思春期から分泌量が増え30代でピークに達しますが、更年期になると減少します。
エストロゲンが減少すると肌や髪の毛からツヤやハリが失われ、しみやシワの原因となります。
プロゲステロン
美肌ホルモンといわれるエストロゲンの一方で、生理前2週間前後でプロゲステロンの分泌が増加します。
プロゲステロンは受精卵が子宮内膜に着床するのを手助けし、妊娠後は受精卵を成長させ出産までを継続させる重要な役割をはたしています。
またプロゲステロンには水分や熱、皮下脂肪をため込みやすく働きがあり、むくみやすくなったり、食欲が増えたり、体温を上げたり、腸の働きが抑制されるため便秘になりやすかったりします。
また皮脂分泌が増えるため、ニキビが増えたり肌荒れしやすくなります。
生理前にイライラしたり、のぼせや腹部の膨満感があるのは、プロゲステロンが多く分泌されるためなのです。
女性ホルモンのバランス
生理前になるとプロゲステロンが増え、生理後2週間にエストロゲンが増え、この二つの女性ホルモンがバランスを保ちながら月経周期を作っています。
生理周期には『月経期』『卵胞期』『黄体期』のえ3つの期間があり、これが25~38日サイクルでおこなわれることにより、規則正しく生理が来ます。
卵胞期
卵巣から卵子が排出される時期を『卵胞期(排卵期)』といい、エストロゲンの分泌量がピークになります。
そのため心身が安定しやすく穏やかな気分になれ、肌ツヤも戻ってきやすくなりますが、人によっては排卵通や、少量の出血が起こることがあります。

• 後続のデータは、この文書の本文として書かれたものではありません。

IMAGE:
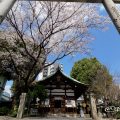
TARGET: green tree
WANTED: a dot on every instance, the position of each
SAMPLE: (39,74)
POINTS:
(90,71)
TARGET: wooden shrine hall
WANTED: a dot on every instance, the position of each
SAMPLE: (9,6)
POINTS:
(63,92)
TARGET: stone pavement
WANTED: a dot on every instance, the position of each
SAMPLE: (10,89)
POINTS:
(43,118)
(47,118)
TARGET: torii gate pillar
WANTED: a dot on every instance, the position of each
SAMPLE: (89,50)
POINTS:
(113,12)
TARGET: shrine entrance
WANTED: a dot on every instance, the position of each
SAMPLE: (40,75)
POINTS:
(58,103)
(63,92)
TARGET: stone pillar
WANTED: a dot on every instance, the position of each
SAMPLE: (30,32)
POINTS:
(113,12)
(5,6)
(21,105)
(93,107)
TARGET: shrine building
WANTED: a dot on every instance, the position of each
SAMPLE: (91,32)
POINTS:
(63,92)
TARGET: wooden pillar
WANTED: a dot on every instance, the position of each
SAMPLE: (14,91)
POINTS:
(21,105)
(93,107)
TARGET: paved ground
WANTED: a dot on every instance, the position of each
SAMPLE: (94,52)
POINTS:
(48,118)
(43,118)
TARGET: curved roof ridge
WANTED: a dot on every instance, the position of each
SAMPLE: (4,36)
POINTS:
(59,69)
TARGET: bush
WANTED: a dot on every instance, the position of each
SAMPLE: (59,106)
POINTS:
(13,113)
(4,110)
(118,115)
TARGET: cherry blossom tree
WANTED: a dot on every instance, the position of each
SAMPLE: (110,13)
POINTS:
(38,32)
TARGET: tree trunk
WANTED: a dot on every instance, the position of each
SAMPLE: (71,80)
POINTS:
(93,107)
(21,105)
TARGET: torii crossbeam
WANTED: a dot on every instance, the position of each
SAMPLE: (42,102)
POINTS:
(6,5)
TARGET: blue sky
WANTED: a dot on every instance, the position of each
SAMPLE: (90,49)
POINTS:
(105,47)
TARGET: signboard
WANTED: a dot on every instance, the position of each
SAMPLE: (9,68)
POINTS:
(112,109)
(86,1)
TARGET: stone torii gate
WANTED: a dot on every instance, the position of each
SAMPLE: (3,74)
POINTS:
(114,13)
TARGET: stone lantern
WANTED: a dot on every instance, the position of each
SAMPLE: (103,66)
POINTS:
(3,81)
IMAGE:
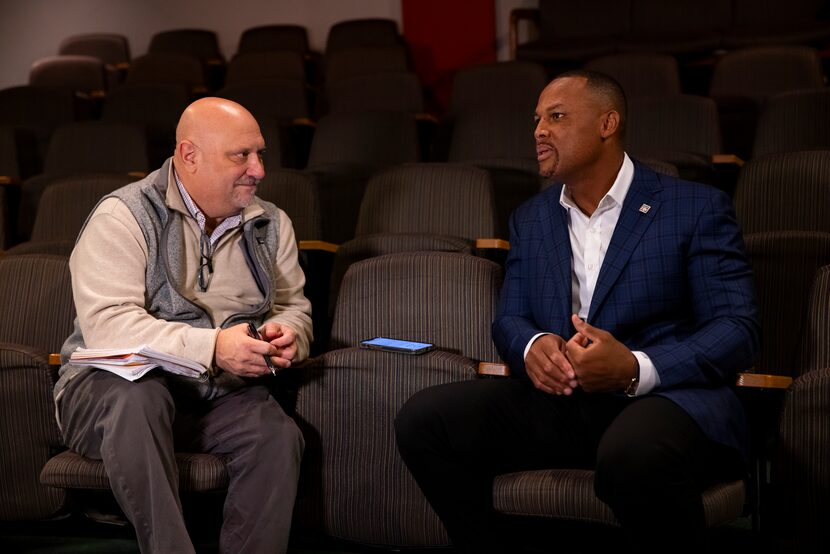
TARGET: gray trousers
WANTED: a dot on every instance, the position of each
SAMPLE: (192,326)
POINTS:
(134,428)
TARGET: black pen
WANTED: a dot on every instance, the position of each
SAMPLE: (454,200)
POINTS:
(255,335)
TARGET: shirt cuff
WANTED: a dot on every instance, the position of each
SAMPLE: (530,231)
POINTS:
(649,379)
(530,343)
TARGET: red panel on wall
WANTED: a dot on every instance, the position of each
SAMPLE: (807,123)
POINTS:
(445,36)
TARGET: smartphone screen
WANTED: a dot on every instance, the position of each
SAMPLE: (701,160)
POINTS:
(395,345)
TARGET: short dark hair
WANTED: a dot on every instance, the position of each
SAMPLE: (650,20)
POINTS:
(606,87)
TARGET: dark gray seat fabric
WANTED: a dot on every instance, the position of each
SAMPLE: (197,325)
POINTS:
(85,147)
(742,81)
(441,199)
(296,193)
(803,475)
(382,92)
(253,66)
(201,43)
(354,485)
(111,48)
(197,472)
(154,106)
(83,74)
(682,27)
(278,98)
(63,208)
(780,192)
(274,38)
(37,310)
(784,264)
(418,207)
(365,60)
(41,110)
(764,22)
(346,150)
(171,68)
(640,74)
(369,32)
(513,85)
(793,121)
(764,71)
(680,129)
(568,494)
(571,31)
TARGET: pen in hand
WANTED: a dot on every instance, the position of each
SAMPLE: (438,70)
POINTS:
(252,331)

エストロゲンが多く分泌されるため、ビタミンCを積極的に摂取し、美肌効果を高めるのにオススメの期間です。
黄体期
排卵が終わり、生理が来るまでの期間のことを『黄体期』といいます。
プロゲステロンが多く分泌されるようになり、人によってはむくみや頭痛などの体調の不調や精神の不安定な症状が出たりすることがあり、日常生活に影響を及ぼす状態であればPMS(生理前症候群)といえます。
黄体期の前半はプロゲステロンが優位になり始める調整の時期なので、イライラしたり、水分や皮下脂肪、熱をため込みやすい時期であるため、海草やキノコなどの食物繊維を多く摂取し、便秘対策をすることによって黄体期後半や生理中も過ごしやすくなることがあります。

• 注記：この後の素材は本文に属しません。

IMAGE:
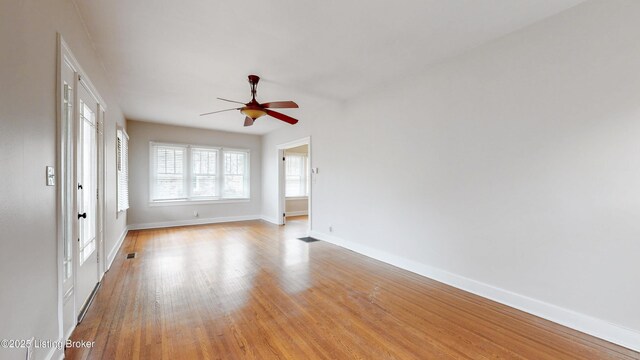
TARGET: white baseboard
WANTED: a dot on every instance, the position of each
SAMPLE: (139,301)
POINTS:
(297,213)
(198,221)
(616,334)
(269,219)
(116,248)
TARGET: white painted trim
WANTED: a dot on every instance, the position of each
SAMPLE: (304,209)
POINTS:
(616,334)
(269,219)
(116,248)
(287,198)
(297,213)
(281,204)
(165,224)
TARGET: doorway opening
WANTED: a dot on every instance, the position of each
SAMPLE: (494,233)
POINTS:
(295,183)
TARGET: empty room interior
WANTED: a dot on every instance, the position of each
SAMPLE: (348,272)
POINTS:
(438,179)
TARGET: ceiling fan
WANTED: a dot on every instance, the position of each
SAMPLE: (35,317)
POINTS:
(253,109)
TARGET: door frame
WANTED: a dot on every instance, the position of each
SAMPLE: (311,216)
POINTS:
(66,203)
(281,178)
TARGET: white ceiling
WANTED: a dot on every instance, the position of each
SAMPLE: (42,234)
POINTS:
(168,60)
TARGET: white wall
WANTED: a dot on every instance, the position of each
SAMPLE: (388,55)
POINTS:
(143,215)
(294,206)
(519,164)
(28,249)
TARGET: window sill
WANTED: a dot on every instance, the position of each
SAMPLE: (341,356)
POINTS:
(196,202)
(297,198)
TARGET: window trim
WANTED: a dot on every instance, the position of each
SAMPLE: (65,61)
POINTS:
(119,161)
(189,199)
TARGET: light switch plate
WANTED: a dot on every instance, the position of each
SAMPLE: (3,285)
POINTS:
(51,176)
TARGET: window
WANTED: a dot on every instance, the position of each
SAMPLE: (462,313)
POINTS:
(122,164)
(296,167)
(196,173)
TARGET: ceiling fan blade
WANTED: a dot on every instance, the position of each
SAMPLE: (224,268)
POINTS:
(280,105)
(213,112)
(237,102)
(281,116)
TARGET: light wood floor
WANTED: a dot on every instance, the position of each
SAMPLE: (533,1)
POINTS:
(252,290)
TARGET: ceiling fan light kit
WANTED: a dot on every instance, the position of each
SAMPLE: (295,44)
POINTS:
(253,109)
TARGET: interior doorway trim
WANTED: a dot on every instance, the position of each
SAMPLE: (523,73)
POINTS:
(70,74)
(281,178)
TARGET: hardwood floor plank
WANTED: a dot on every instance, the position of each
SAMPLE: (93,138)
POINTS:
(251,290)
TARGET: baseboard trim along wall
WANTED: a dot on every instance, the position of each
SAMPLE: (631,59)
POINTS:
(269,219)
(198,221)
(297,213)
(599,328)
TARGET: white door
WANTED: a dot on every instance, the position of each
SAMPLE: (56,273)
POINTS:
(86,254)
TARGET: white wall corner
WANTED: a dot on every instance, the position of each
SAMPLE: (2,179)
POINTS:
(55,354)
(599,328)
(203,221)
(297,213)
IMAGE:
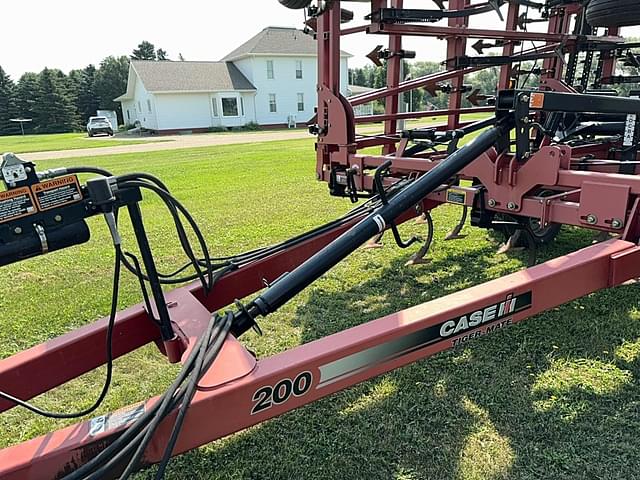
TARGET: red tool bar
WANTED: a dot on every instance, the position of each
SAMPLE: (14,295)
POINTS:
(432,79)
(57,361)
(437,31)
(304,374)
(430,113)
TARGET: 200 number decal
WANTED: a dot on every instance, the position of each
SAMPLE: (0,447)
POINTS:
(268,396)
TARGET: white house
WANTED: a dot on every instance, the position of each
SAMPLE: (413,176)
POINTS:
(364,109)
(269,80)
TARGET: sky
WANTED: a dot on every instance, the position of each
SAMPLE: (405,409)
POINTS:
(69,34)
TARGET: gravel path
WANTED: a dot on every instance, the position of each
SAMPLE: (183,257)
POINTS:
(175,142)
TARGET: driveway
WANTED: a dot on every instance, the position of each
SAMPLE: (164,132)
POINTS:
(174,142)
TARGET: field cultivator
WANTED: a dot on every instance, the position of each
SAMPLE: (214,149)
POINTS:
(562,152)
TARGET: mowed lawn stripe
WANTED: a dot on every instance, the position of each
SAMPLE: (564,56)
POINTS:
(554,397)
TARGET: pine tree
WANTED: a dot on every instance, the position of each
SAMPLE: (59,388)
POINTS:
(27,92)
(54,111)
(88,101)
(162,55)
(145,51)
(7,105)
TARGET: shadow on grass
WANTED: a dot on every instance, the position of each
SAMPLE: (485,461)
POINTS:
(554,397)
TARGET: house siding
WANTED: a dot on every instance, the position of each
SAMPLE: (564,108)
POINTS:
(141,96)
(194,111)
(285,86)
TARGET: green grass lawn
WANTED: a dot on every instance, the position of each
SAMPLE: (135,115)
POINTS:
(59,141)
(554,397)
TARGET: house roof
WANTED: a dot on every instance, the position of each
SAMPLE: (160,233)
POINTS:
(188,77)
(278,41)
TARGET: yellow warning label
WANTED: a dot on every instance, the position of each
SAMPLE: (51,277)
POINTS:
(537,100)
(458,197)
(57,192)
(16,203)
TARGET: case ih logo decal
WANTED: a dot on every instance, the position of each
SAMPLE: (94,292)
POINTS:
(492,313)
(459,330)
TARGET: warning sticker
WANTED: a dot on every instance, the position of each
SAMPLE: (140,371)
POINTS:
(459,197)
(57,193)
(15,204)
(115,420)
(537,100)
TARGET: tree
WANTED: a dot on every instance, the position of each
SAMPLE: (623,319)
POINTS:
(162,55)
(7,104)
(111,82)
(27,92)
(145,51)
(88,101)
(54,111)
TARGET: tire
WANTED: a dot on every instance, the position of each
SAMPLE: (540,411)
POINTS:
(613,13)
(296,4)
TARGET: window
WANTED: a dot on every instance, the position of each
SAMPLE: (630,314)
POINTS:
(230,107)
(214,103)
(273,106)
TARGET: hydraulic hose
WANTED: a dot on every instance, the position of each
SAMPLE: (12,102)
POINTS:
(297,280)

後半になるとPMSの影響もあり、気分や肌の状態も落ち込みがちになります。
この時期に糖分・カリウム・マグネシウム・ビタミンB6などがバランスよく含まれるバナナを食べるのがオススメです。
むくみや疲労感を和らげる効果があります。
月経期
生理期間中の『月経期』には、身体のデトックスをおこなう期間です。
体温が下がりやすいため身体をしっかりと温め、化粧水をいつもより多めに使用するなど潤いを与えます。
血液が出るため鉄分が失われやすく、レバーなどの鉄分の多い食事を取り入れることによって快適に過ごせます。

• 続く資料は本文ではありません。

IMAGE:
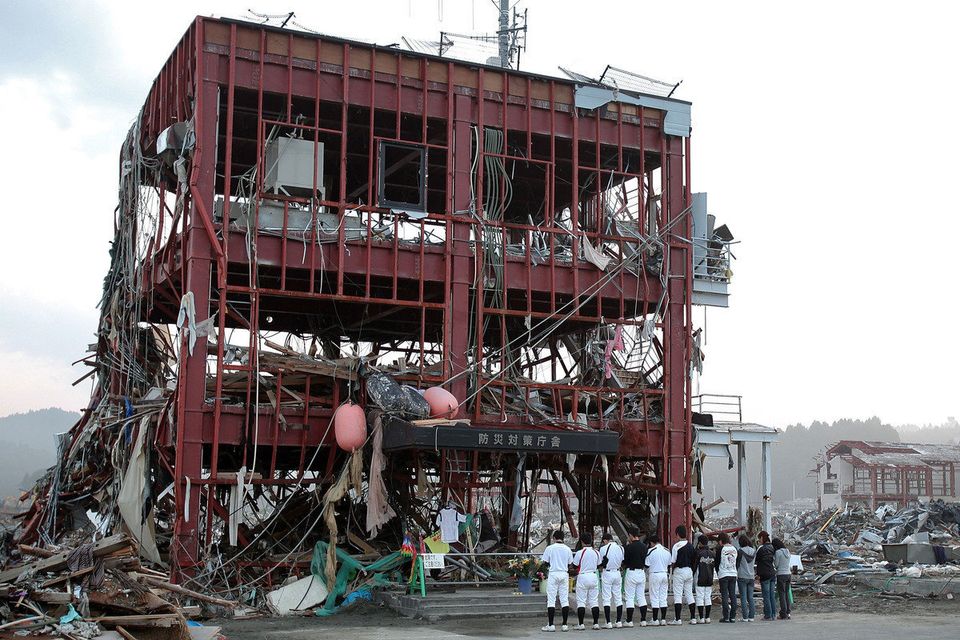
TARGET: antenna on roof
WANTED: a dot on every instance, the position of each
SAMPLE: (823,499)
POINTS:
(511,33)
(284,19)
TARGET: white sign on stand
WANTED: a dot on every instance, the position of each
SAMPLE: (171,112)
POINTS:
(432,560)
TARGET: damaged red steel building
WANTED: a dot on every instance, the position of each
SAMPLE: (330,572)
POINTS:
(318,210)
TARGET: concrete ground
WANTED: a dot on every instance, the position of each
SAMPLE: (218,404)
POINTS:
(916,620)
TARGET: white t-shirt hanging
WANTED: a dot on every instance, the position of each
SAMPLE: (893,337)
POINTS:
(449,521)
(588,559)
(558,556)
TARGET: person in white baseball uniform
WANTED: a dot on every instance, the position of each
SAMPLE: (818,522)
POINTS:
(658,559)
(683,557)
(611,582)
(587,560)
(635,578)
(558,558)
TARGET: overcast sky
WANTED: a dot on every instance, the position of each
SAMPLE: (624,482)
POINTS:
(826,134)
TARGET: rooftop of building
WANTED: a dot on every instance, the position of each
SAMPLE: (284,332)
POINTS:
(894,453)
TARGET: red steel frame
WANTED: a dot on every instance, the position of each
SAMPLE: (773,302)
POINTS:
(215,60)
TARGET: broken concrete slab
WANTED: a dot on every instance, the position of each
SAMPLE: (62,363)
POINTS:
(304,593)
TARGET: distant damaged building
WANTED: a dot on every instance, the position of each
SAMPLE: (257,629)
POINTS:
(895,473)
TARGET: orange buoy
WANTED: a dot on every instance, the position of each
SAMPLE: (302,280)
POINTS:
(350,426)
(442,403)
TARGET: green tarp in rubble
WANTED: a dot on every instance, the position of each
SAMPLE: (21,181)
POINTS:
(378,572)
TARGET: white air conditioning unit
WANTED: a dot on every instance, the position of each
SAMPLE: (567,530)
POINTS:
(289,167)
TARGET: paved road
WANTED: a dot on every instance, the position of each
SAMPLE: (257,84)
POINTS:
(804,626)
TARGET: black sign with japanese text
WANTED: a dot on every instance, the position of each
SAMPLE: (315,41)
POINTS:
(400,434)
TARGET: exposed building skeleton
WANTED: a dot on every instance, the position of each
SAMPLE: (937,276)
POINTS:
(462,226)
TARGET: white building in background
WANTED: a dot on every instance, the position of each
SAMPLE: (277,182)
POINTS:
(875,473)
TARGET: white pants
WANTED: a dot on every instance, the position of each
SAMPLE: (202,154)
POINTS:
(704,595)
(611,588)
(658,590)
(683,585)
(587,590)
(558,587)
(635,586)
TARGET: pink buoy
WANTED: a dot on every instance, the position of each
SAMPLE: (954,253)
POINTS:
(350,427)
(442,403)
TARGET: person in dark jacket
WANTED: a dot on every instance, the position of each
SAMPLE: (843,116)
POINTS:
(781,562)
(767,574)
(746,577)
(703,579)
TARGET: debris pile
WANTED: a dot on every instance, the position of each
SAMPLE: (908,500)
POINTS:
(98,590)
(918,541)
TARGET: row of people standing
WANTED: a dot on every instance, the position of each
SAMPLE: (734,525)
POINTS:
(627,573)
(736,567)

エストロゲン・プロゲステロンがバランスを保ちながら女性の身体に大きな影響を与えています。
生理周期や女性ホルモンを知ることによって不調や肌荒れなどが改善され、普段行っている化粧品などの美容効果をさらに上げることができます。
逆に女性ホルモンのバランスが崩れてしまうと心身ともに不調をきたし、生理サイクルが不規則になったり妊娠しづらくなってしまう可能性もあります。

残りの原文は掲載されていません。